This notebook considers:
1. __data.x2__ in data.py. It contains 69 features (initiator exclusive). 
2. From the result, we can find there is no difference with manual selected 23 features. We don't generate features in this notebook but we get rules for 23 features.
3. In this notebook, the prediction order is (sphere, worm, vesicle, other). 

In [1]:
import data1 as data
import random
from common import *
from rules import *
from realkd.patch import RuleFit
from sklearn.model_selection import cross_validate, KFold
from sklearn.ensemble import RandomForestClassifier
from sklearn.model_selection import LeaveOneOut
import numpy as np
import matplotlib.colors as mcolors

In [2]:
import warnings
warnings.filterwarnings("ignore")

## Full phase prediction


In [3]:
from sklearn.linear_model import LogisticRegressionCV
from sklearn.multioutput import ClassifierChain
from multilabel import BinaryRelevanceClassifier, ProbabilisticClassifierChain
from gam import LogisticGAM

STATE = np.random.RandomState(seed=1000)

lr = LogisticRegressionCV(penalty='l1', solver='saga', random_state=STATE)
lr_ind = BinaryRelevanceClassifier(lr)
lr_chain = ClassifierChain(lr, order=[0, 2, 1, 3])
lr_pcc = ProbabilisticClassifierChain(lr) 

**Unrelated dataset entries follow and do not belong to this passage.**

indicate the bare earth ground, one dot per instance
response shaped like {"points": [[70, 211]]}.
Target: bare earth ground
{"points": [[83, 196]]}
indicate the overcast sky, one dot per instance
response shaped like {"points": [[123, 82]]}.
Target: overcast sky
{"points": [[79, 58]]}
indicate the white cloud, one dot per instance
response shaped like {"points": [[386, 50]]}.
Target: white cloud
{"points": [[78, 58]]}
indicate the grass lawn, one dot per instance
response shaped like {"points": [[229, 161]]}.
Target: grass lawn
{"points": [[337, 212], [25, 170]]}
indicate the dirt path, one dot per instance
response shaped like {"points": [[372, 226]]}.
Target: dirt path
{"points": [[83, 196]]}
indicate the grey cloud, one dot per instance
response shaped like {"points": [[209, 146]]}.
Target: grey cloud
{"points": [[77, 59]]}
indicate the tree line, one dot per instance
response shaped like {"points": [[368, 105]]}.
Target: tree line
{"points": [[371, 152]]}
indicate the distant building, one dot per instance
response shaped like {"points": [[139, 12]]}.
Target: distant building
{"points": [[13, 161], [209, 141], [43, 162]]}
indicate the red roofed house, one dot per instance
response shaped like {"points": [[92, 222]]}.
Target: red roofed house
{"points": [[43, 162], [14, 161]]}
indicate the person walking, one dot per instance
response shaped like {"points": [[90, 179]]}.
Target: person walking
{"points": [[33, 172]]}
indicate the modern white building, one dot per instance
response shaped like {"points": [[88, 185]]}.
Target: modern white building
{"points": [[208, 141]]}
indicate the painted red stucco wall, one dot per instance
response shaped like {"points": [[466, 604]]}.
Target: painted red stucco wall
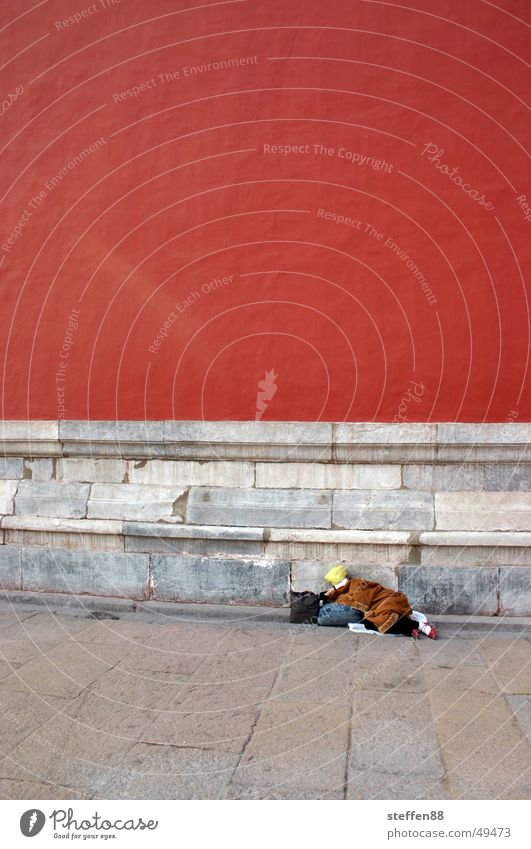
{"points": [[278, 210]]}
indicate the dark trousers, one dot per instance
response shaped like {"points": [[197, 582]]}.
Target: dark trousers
{"points": [[404, 625]]}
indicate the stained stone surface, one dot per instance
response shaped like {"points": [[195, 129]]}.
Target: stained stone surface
{"points": [[227, 707]]}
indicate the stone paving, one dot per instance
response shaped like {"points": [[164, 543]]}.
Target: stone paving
{"points": [[151, 706]]}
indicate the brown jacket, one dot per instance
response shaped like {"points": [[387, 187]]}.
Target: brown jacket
{"points": [[378, 604]]}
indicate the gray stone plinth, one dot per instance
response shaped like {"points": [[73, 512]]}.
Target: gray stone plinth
{"points": [[10, 568], [134, 501], [219, 579], [37, 498], [453, 589], [7, 495], [515, 591], [101, 573], [392, 509], [273, 508], [483, 511]]}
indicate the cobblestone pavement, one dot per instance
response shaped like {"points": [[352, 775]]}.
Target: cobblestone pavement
{"points": [[148, 706]]}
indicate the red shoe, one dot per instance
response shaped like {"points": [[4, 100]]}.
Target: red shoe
{"points": [[428, 629]]}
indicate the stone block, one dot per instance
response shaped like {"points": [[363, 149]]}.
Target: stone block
{"points": [[97, 573], [7, 494], [471, 555], [10, 568], [192, 473], [219, 579], [111, 431], [67, 500], [192, 539], [483, 511], [515, 591], [20, 431], [249, 440], [384, 433], [112, 439], [269, 507], [508, 433], [475, 548], [29, 438], [308, 574], [282, 433], [380, 442], [91, 470], [451, 589], [448, 476], [132, 502], [390, 509], [327, 476], [11, 468], [508, 476], [41, 469]]}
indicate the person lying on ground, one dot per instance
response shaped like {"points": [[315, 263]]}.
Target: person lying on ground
{"points": [[378, 608]]}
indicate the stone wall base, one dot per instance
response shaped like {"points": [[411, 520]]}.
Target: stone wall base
{"points": [[242, 512]]}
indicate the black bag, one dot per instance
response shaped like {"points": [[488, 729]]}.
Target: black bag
{"points": [[304, 607]]}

# gams not fixed, remove this part.
# gam_ind = BinaryRelevanceClassifier(LogisticGAM(lam=20.0, max_iter=250))
# gam_chain = ClassifierChain(LogisticGAM(lam=20.0, max_iter=250))
# gam_pcc = ProbabilisticClassifierChain(LogisticGAM(lam=20.0, max_iter=250)) 

rf = RandomForestClassifier(random_state=STATE, min_samples_leaf=1, n_estimators=100)
rf_ind = BinaryRelevanceClassifier(rf)
rf_chain = ClassifierChain(rf, order=[0, 2, 1, 3])
rf_pcc = ProbabilisticClassifierChain(rf)

# Rulefit
rufit_pcc = RuleFitWrapper(mode='chain')

full_estimators = [lr_ind, lr_pcc, lr_chain, rf_ind, rf_pcc, rf_chain, rufit_pcc]
full_names = ['LR_ind', 'LR_pcc', 'LR_chain', 'RanF_ind', 'RanF_pcc', 'Ranf_chain', 'Rufit_pcc']

This following code under "2.6 GHz 6-Core Intel Core i7" runs ~5 hours. You can simply use saved result to re-run the result. (See below instructions)

```
import pickle
cur_save=open('./' + 'interpolation_30folder' + '.p', 'rb')
interpolation = pickle.load(cur_save)
```
After running these three-line code, you can ignore the following __interpolation__ code and re-run the rest.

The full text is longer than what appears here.